It’s a comfort being on the edge of spring in Kentucky—time of yellow bells, traces of snow, winds tingling windowpanes.

It’s the promising side of one of the four inter-seasons, when weather vagaries lead to bad raps—weather’s crazy in the Commonwealth: find the snow shovel, track through the house, muddy the rugs; slush today, flash flood tomorrow; drivers don’t know how to drive or row their boats.

So, what do the outlanders want? Winter in Buffalo? Summer in Key West? Hurricane season along the Gulf Coast? It could be arranged.

Each one of those predictable places has a private spot in native hearts, yet there’s a steadfast, loyal bunch of us in Kentucky who value other precious certainties—mourning doves who-whooing before and after showers defying forecasts, mist and fog splaying up the valley from Plum—long-legged lightning cracks, thunder crashes—cover of snow skiffed to the chin of the new garden out back.

Which brings us to the full-of-surprises month of March in Kentucky. Spring officially arrives on March 21. If you open this issue of Kentucky Living and read the back page on or about March 1, there are three more weeks of “winter.” There ought to be a better name for it.

How about “win-spring?” This helps to identify the idea of earning spring, which means there’s precious time to plan for a better garden. May we also say that garden is another word for life?

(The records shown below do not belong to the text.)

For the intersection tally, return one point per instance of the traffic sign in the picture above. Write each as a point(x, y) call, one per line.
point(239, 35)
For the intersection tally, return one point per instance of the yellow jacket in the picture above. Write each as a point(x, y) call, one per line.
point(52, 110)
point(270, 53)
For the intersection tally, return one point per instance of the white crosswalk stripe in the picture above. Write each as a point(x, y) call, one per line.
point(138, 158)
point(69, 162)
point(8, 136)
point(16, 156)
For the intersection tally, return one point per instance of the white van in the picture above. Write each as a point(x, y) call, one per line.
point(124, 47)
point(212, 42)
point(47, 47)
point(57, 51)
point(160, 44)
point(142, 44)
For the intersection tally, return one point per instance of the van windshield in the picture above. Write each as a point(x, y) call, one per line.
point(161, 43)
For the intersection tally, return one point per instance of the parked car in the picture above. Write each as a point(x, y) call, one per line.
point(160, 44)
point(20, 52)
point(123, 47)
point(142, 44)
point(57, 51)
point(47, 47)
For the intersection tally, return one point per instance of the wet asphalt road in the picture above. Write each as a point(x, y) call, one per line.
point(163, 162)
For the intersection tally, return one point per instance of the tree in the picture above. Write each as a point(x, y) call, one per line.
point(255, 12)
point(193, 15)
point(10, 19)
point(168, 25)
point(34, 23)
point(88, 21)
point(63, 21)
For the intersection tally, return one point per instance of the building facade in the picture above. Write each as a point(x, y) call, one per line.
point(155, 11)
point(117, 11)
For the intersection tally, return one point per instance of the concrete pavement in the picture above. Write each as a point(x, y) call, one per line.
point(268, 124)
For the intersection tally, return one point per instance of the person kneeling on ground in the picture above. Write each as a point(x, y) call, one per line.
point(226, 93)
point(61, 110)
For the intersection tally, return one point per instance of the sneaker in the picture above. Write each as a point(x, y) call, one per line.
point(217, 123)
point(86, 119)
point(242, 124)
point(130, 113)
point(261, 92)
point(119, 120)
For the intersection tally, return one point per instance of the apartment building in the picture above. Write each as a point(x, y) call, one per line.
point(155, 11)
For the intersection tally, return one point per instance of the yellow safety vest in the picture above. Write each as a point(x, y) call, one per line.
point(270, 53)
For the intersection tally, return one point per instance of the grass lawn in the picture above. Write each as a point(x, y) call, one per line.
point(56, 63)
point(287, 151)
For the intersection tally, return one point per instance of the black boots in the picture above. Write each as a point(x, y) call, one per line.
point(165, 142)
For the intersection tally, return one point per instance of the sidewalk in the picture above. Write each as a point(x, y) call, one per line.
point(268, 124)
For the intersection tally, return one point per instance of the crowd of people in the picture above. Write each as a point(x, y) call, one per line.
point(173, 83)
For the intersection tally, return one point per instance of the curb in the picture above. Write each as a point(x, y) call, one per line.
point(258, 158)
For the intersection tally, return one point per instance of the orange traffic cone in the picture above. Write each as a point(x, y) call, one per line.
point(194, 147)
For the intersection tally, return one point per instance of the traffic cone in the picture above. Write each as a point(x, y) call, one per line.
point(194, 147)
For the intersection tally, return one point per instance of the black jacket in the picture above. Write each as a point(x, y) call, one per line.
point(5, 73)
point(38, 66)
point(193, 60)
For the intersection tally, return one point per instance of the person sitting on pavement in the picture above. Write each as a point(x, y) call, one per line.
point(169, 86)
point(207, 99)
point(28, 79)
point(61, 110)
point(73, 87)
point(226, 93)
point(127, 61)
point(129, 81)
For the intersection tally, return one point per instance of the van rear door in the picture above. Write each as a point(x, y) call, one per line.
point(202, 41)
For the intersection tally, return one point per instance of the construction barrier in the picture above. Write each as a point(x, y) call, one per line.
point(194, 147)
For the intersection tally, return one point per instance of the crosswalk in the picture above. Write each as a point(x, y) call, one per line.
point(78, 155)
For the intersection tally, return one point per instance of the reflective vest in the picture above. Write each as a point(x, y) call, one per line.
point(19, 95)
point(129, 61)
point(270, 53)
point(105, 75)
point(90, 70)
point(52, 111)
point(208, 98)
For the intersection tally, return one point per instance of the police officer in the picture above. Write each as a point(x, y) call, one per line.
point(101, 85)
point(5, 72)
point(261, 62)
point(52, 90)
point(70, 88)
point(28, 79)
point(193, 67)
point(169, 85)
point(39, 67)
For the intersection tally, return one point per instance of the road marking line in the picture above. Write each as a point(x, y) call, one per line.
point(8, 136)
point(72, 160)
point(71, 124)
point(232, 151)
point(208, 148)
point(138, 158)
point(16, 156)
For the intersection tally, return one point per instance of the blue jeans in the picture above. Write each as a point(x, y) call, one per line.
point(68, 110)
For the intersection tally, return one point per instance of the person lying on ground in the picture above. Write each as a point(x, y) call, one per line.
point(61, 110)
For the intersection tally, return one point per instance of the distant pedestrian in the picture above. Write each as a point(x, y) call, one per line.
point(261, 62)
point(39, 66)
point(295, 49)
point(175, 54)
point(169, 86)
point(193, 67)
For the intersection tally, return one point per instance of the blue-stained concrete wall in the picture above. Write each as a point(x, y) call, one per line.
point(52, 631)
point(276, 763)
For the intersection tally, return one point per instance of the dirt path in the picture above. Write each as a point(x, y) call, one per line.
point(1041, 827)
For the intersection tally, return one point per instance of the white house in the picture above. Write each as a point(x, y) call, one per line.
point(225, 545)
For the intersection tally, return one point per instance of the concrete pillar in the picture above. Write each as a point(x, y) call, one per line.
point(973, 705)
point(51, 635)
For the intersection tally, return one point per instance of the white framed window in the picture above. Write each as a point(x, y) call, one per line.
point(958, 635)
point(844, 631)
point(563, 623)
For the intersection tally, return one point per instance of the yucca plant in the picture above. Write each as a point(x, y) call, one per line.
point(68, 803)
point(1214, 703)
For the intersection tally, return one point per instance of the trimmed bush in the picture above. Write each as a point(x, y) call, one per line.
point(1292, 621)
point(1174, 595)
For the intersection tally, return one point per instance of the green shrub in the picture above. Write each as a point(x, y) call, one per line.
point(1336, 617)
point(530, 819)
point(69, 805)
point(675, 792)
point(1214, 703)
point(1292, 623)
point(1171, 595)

How are the tomato seedlings coming along? Are they soaking up the sun coming through the kitchen window? And the yellow bells: have they awakened any springtime notions in your wintry noggin? (We call them yellow bells, but you may prefer jonquils or daffodils.)

What’s in a name? Not as much as we too often think. It’s the idea that counts—the rich, loamy feeling of possibilities, the excitement of change. There are many reliable resources to stimulate growth. The 1997 March issue of Southern Living is one. It has sections on “start your own seed,” “toiling in soil,” and “tool’s paradise.”

Who knows? This could be the year of the grape. Check out the January 2002 issue of Kentucky Living. The cover alone is an inspiration. “Kentucky’s Vineyards & Wineries” describes how Kentucky was the location for the “first commercial vineyard planted in the United States.” There is also “A Touring Guide” for today’s vineyards and wineries in Kentucky.

“March Madness” doesn’t have to mean basketball, for goodness sake. March Madness can mean the awakening time of the year. It can mean rebirth.

Maybe the spring of 2003 is the year of revisiting grandparents, asking them the seediest of questions. How did you grow your vineyard, your garden? What were your favorite flowers? Your favorite vegetables? Teach me some tricks of the soil so that I can pass them along to my children and their children.

And I’ll tell you what I’ll do! I’ll bring you fresh flowers and vegetables from my garden, and I’ll re-decorate your windowpane. There might even be room for a window box! And when things are growing outside this summer, I’ll come and fetch you and show you what we’ve managed to do together. We’ll sit beneath the water maple and speak of times gone by and good times yet to come. We’ll speak of hope. We’ll resist the temptation to say that our vineyard, our strawberry patch, our beans and potatoes are better than our neighbor’s. We’ll say a little prayer for peace. We’ll remember to share the wealth that springs from our garden. Come, let’s go sow some positive seeds for spring.